Galípolo comentou que não se quer esse tipo de relação no Banco Central, porque há a ciência e a preocupação de que a inflação é muito ruim para a população. Ele também disse que o presidente Luiz Inácio Lula da Silva tem confiança nele. “Não só em mim, mas em toda a diretoria do Banco Central: de que ela vá desempenhar o trabalho que ela precisa para focar na inflação”, disse.
Galípolo também afirmou que o BC vai buscar juro restritivo no nível necessário e pelo tempo necessário para perseguir a meta de inflação. “O Banco Central tem todas as ferramentas necessárias para ele perseguir a meta e atingir a meta, sim, seja do ponto de vista técnico da política monetária, seja do ponto de vista institucional. O Banco Central tem toda a autonomia, tem toda a confiança do presidente da República também”.

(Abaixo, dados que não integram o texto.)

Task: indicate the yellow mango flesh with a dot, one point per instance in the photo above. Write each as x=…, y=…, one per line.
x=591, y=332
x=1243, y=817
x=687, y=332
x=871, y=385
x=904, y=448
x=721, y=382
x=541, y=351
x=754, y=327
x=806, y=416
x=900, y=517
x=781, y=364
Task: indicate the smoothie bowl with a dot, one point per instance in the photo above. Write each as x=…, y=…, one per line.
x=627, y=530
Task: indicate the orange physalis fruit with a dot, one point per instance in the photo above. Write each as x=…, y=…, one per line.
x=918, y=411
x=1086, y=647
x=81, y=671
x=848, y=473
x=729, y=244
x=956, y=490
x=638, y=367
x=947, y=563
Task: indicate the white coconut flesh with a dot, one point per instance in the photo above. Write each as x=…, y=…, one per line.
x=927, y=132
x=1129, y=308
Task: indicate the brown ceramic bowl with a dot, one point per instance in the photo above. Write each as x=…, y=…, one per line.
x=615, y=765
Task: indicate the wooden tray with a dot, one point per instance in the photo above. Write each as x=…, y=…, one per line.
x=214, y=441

Galípolo voltou a mencionar que durante a última reunião do Comitê de Política Monetária (Copom), que elevou a Selic para 12,25% ao ano e sinalizou mais duas elevações de 1 ponto porcentual, o atual presidente, Roberto Campos Neto, foi claro ao dizer que deveria deixar a responsabilidade com ele. Lula e outros integrantes do PT teceram inúmeras críticas ao patamar mais restritivo dos juros.
Ele disse que teve oportunidade de conversar com Lula após a publicação da ata, e reiterou que os juros seguirão no patamar restritivo o tempo necessário para promover a convergência da inflação à meta.

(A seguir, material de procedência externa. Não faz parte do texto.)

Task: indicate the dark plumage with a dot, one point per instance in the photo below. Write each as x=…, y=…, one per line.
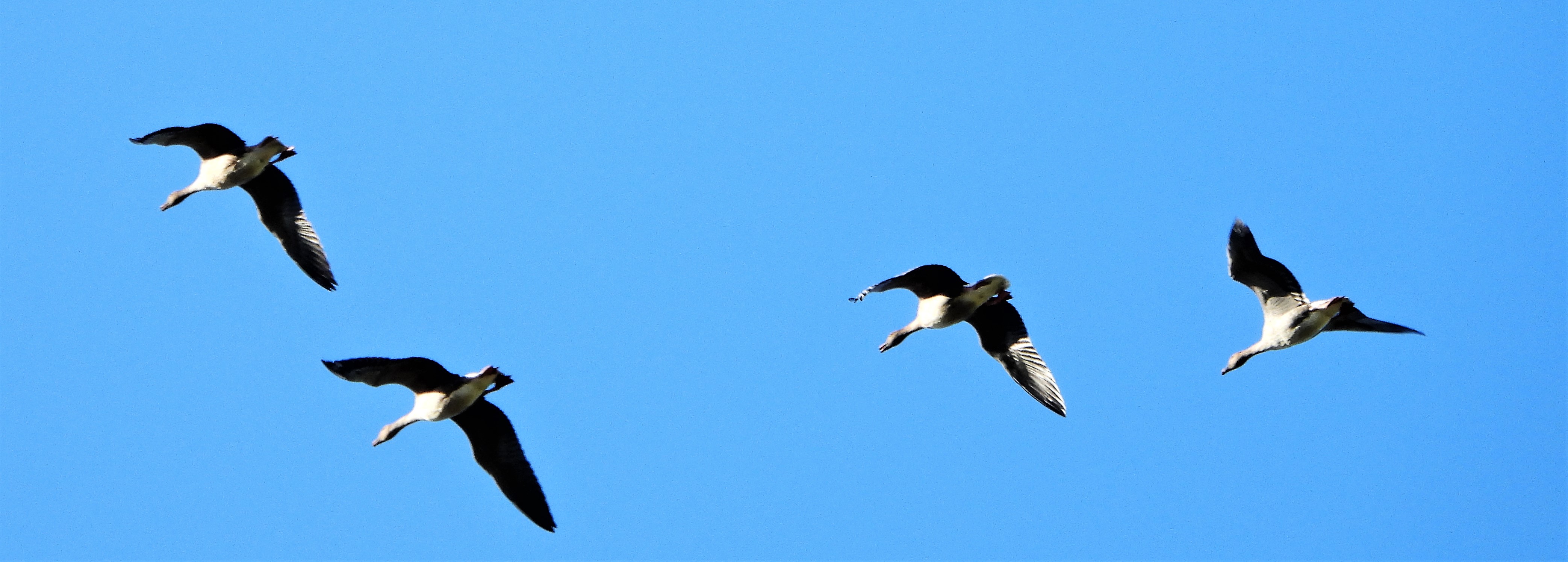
x=228, y=162
x=946, y=300
x=441, y=395
x=1290, y=318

Também afirmou que a reação do mercado à decisão tem sido positiva, porque o BC deu passo claro e transparente para perseguir a meta. Nas interlocuções com o governo e mercado, ele defendeu que o papel da autoridade monetária nessas conversas é descrever o que está vendo.
Campos Neto reforçou que a autoridade monetária acredita ter as ferramentas necessárias para promover a convergência da inflação e defendeu que a política monetária funciona. Ele também destacou que a meta de inflação que o BC mira é sempre o centro da meta, e não o intervalo de tolerância.
O diretor de Política Econômica do Banco Central, Diogo Guillen, reforçou que o BC tem autonomia, instrumentos e o objetivo de fazer a convergência da inflação à meta.